Kulik paints the upcoming trial as a vendetta against pain doctors. People die, he says. Their loved ones feel guilty. They need a scapegoat. Meanwhile, Arthur Henson is 75 years old and unable to work as a doctor. And what about the folks with honest-to-God chronic pain? Kulik asks, the kind of agony that shoots through your back 24/7, that no operation can mend? "If you're a doctor and you've trained to help people, and you've sworn an oath to do that, you can't just kick 'em out on the street because you feel like it or because you think you might get in trouble."

Still, they're called "controlled substances" because there are established procedures and rules for prescribing them.
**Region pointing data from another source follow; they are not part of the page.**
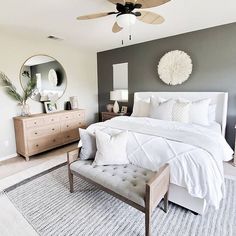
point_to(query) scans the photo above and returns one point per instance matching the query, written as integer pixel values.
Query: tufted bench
(138, 187)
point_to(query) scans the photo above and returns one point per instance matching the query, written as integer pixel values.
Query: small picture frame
(124, 109)
(50, 107)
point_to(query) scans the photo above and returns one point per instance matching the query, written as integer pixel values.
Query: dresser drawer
(40, 144)
(34, 122)
(68, 116)
(51, 120)
(33, 133)
(71, 135)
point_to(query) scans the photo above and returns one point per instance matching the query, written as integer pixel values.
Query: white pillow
(141, 108)
(88, 145)
(180, 112)
(111, 150)
(212, 113)
(199, 112)
(161, 111)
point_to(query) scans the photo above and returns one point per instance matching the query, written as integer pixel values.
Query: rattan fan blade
(116, 28)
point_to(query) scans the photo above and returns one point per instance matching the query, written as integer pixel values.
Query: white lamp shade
(119, 95)
(125, 20)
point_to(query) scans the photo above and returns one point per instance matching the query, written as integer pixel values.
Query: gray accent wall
(213, 52)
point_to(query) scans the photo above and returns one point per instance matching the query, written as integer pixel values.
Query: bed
(205, 158)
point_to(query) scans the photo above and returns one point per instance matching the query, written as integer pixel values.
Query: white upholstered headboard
(218, 98)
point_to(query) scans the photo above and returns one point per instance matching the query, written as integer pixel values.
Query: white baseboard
(8, 157)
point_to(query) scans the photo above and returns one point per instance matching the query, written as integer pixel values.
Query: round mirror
(50, 78)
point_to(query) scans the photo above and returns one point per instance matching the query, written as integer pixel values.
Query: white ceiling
(58, 17)
(37, 60)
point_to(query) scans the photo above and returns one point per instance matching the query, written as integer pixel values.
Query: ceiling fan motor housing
(125, 20)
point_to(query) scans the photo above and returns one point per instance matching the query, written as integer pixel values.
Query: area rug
(51, 209)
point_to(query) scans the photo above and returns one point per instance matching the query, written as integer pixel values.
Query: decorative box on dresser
(42, 132)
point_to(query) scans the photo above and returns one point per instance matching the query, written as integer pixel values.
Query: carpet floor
(47, 204)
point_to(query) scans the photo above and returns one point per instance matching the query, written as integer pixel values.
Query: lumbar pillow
(180, 112)
(141, 108)
(161, 111)
(111, 150)
(88, 145)
(199, 112)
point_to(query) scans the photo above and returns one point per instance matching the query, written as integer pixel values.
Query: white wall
(80, 67)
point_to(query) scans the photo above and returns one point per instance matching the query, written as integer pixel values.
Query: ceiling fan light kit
(127, 14)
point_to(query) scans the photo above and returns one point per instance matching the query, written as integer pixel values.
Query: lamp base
(116, 107)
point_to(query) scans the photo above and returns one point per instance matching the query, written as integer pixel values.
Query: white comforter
(195, 153)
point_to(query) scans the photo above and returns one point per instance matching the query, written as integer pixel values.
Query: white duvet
(195, 153)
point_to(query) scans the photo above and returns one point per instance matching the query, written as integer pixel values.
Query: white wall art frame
(175, 67)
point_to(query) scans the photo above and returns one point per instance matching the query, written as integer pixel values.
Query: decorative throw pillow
(161, 111)
(141, 108)
(88, 145)
(199, 112)
(111, 150)
(212, 113)
(180, 112)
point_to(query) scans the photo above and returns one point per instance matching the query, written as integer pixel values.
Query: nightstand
(109, 115)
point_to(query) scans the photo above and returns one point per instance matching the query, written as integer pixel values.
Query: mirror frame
(20, 74)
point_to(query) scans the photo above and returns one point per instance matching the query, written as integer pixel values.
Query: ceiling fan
(126, 13)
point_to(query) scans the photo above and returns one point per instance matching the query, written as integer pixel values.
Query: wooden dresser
(42, 132)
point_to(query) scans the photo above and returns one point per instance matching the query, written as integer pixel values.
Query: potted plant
(11, 91)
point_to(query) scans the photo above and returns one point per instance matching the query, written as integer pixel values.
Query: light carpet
(51, 209)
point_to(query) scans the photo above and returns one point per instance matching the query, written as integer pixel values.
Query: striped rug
(48, 206)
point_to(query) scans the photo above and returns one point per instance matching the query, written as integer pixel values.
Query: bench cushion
(128, 181)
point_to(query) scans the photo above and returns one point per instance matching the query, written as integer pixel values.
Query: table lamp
(118, 95)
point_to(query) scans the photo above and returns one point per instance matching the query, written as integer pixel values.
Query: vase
(23, 109)
(74, 102)
(116, 107)
(109, 107)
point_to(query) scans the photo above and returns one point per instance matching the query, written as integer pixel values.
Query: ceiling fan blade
(150, 18)
(116, 28)
(121, 1)
(94, 16)
(151, 3)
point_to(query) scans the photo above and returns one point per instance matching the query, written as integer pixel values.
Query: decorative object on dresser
(50, 77)
(175, 67)
(234, 159)
(22, 99)
(118, 95)
(110, 115)
(42, 132)
(109, 107)
(74, 102)
(50, 107)
(124, 109)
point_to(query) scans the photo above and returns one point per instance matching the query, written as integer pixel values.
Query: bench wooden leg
(166, 202)
(71, 180)
(148, 217)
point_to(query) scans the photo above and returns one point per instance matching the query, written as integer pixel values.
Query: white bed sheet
(198, 170)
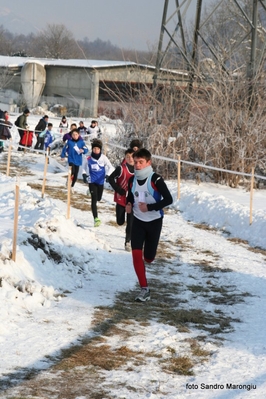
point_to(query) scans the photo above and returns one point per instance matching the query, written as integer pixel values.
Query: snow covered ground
(48, 302)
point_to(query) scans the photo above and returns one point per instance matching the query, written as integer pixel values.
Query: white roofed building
(79, 85)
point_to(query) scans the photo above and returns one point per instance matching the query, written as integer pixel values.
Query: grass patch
(181, 365)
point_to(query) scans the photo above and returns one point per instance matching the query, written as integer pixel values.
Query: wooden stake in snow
(251, 195)
(178, 176)
(45, 172)
(8, 158)
(15, 232)
(68, 191)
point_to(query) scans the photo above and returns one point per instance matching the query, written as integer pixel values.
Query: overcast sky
(131, 24)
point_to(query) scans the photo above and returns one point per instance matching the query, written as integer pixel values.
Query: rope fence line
(68, 171)
(197, 164)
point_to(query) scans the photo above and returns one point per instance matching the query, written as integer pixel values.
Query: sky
(126, 23)
(94, 269)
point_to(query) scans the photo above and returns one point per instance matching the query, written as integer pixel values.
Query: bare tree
(56, 42)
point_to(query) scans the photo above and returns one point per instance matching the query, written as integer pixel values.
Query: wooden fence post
(251, 195)
(8, 158)
(178, 176)
(68, 191)
(15, 232)
(45, 172)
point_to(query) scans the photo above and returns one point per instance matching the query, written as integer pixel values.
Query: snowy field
(48, 305)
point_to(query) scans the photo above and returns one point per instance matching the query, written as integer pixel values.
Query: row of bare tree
(58, 42)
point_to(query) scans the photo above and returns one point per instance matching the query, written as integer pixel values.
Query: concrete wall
(73, 87)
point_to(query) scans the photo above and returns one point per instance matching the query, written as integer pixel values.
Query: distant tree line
(57, 41)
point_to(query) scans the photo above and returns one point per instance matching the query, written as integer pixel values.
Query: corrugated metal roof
(7, 61)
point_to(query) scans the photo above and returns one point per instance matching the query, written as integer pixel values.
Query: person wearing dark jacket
(147, 196)
(74, 148)
(68, 136)
(21, 122)
(119, 182)
(39, 128)
(5, 126)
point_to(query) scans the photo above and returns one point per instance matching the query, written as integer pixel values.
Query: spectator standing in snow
(147, 195)
(22, 123)
(5, 126)
(95, 167)
(39, 129)
(82, 129)
(63, 125)
(118, 179)
(49, 137)
(74, 148)
(94, 131)
(135, 144)
(68, 136)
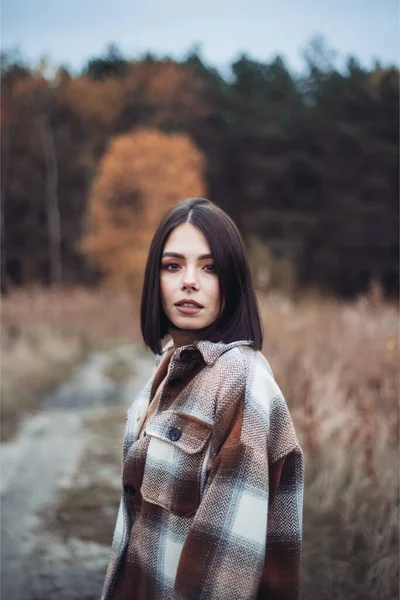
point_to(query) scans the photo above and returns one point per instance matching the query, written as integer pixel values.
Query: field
(338, 367)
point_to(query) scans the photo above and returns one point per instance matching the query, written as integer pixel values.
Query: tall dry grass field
(46, 333)
(338, 367)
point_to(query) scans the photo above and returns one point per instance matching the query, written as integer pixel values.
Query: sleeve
(281, 578)
(245, 537)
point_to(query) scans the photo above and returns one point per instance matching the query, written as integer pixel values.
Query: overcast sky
(70, 33)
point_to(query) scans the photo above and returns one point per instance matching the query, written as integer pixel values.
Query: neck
(184, 337)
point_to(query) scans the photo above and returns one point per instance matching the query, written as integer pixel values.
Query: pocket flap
(184, 431)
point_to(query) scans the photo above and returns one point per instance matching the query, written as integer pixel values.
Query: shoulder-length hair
(240, 317)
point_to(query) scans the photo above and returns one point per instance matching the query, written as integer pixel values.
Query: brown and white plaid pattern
(213, 493)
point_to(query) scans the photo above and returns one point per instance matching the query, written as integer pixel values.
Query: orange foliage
(141, 175)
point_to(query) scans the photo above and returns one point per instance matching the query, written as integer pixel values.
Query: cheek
(165, 287)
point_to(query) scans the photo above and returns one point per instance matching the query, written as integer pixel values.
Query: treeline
(306, 164)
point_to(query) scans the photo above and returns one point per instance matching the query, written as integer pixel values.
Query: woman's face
(188, 272)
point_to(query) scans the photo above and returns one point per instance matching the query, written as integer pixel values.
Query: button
(186, 355)
(174, 434)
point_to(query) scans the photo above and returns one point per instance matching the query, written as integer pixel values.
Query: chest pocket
(174, 461)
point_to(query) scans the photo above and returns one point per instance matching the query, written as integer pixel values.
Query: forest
(306, 164)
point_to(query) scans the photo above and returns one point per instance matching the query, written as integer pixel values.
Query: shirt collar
(210, 351)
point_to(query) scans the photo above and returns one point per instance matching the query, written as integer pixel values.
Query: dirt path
(61, 480)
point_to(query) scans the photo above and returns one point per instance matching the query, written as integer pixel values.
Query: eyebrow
(177, 255)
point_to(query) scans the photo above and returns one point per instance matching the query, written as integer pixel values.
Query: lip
(189, 300)
(188, 310)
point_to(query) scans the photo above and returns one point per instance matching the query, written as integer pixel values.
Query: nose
(189, 279)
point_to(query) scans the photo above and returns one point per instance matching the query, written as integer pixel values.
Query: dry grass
(338, 367)
(46, 333)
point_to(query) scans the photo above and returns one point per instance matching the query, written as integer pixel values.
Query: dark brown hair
(240, 318)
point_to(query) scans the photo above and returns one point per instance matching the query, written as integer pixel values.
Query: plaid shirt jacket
(212, 497)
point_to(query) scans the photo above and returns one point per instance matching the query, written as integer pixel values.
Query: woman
(212, 469)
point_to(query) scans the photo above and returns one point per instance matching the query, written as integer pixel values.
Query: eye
(166, 267)
(212, 270)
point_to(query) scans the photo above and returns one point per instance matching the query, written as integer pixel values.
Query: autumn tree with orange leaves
(141, 175)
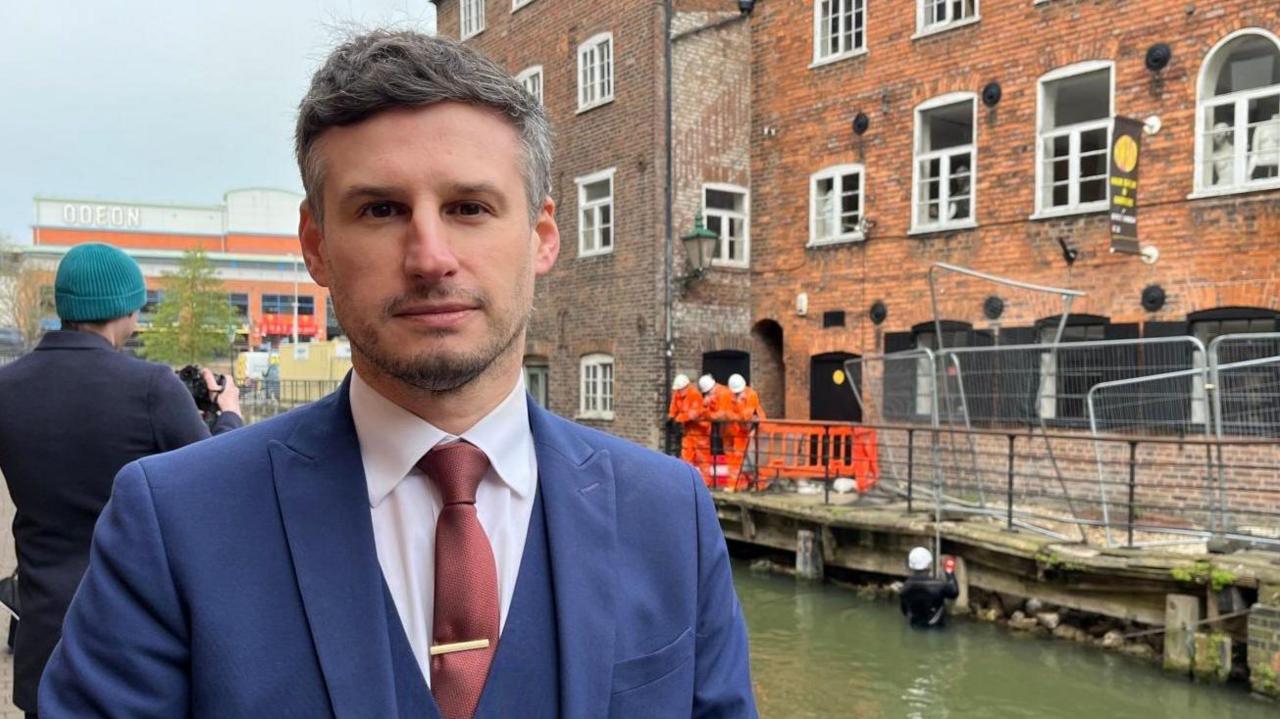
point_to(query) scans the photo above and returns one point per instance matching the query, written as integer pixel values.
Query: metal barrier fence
(1157, 489)
(261, 399)
(1169, 390)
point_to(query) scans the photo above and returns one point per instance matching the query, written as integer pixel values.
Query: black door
(725, 362)
(831, 395)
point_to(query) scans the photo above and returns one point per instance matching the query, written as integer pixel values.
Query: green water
(822, 651)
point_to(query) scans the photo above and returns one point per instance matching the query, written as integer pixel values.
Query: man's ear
(311, 239)
(547, 236)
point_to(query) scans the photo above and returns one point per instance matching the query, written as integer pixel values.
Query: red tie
(466, 582)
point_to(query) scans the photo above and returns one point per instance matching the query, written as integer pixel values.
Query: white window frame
(1205, 100)
(922, 227)
(837, 173)
(924, 30)
(1074, 206)
(598, 90)
(595, 374)
(538, 380)
(726, 215)
(529, 74)
(583, 206)
(819, 55)
(470, 18)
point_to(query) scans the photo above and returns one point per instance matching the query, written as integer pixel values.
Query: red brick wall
(615, 303)
(1212, 252)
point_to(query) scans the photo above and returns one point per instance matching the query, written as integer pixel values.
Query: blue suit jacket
(238, 577)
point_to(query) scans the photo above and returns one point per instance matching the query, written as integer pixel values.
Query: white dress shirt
(405, 503)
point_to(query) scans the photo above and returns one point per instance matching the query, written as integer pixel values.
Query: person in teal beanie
(73, 412)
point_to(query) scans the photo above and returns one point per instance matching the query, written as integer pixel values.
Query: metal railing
(261, 399)
(1147, 490)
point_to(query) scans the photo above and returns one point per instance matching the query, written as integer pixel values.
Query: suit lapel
(324, 503)
(579, 498)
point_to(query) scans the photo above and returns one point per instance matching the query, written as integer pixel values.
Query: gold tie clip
(458, 646)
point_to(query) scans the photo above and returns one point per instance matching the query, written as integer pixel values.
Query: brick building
(977, 132)
(599, 348)
(250, 238)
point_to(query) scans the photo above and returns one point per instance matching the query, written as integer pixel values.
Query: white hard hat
(919, 559)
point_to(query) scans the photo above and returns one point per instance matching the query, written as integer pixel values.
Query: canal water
(822, 651)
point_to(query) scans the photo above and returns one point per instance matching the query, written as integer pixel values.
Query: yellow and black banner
(1125, 151)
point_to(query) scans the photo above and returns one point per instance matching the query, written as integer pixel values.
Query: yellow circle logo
(1127, 154)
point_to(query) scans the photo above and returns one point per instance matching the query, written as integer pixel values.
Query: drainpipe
(668, 248)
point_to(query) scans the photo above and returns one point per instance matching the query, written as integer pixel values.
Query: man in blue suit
(426, 541)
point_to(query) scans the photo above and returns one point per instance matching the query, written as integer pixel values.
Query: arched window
(1238, 138)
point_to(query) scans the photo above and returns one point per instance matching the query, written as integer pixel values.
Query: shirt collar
(392, 439)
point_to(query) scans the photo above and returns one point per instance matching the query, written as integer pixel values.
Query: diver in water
(923, 599)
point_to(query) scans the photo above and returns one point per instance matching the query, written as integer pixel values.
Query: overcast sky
(160, 100)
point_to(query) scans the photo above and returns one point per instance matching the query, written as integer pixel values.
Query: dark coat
(72, 413)
(923, 599)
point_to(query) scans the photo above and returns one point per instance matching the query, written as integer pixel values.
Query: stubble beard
(433, 370)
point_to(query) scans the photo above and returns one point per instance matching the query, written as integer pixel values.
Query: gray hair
(385, 69)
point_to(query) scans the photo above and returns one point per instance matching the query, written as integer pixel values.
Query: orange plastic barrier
(809, 450)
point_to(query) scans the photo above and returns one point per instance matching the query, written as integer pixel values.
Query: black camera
(199, 389)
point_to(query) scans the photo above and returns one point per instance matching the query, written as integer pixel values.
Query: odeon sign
(103, 215)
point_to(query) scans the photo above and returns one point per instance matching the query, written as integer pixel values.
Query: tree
(26, 294)
(193, 320)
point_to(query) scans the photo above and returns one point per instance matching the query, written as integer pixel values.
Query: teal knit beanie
(97, 283)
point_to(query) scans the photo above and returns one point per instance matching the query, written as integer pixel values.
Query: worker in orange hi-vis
(745, 411)
(686, 403)
(717, 410)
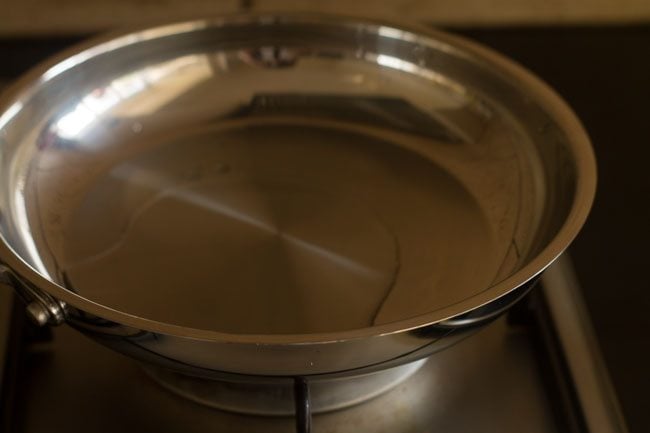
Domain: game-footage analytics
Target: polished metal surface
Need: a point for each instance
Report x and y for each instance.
(276, 396)
(285, 195)
(63, 391)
While building a case for the Florida Department of Health, Assistant General Counsel Blake Hunter says he noticed that Henson had an appallingly small stack of notes on his patients. (Unless Henson appeals to the board to get his license back, Hunter says his case against him is closed.) And there are plenty of other pain doctors who aren't dotting their i's and crossing their t's, he says, in a growing but dicey line of work.

"You have to be extra-vigilant if you suspect that a patient is abusing drugs," Hunter warns.

Taking Henson's livelihood isn't enough for Linda McCalister. She plans to be at the courthouse again on February 18, with a picture of her son, because she wants to see the doctor thrown in jail.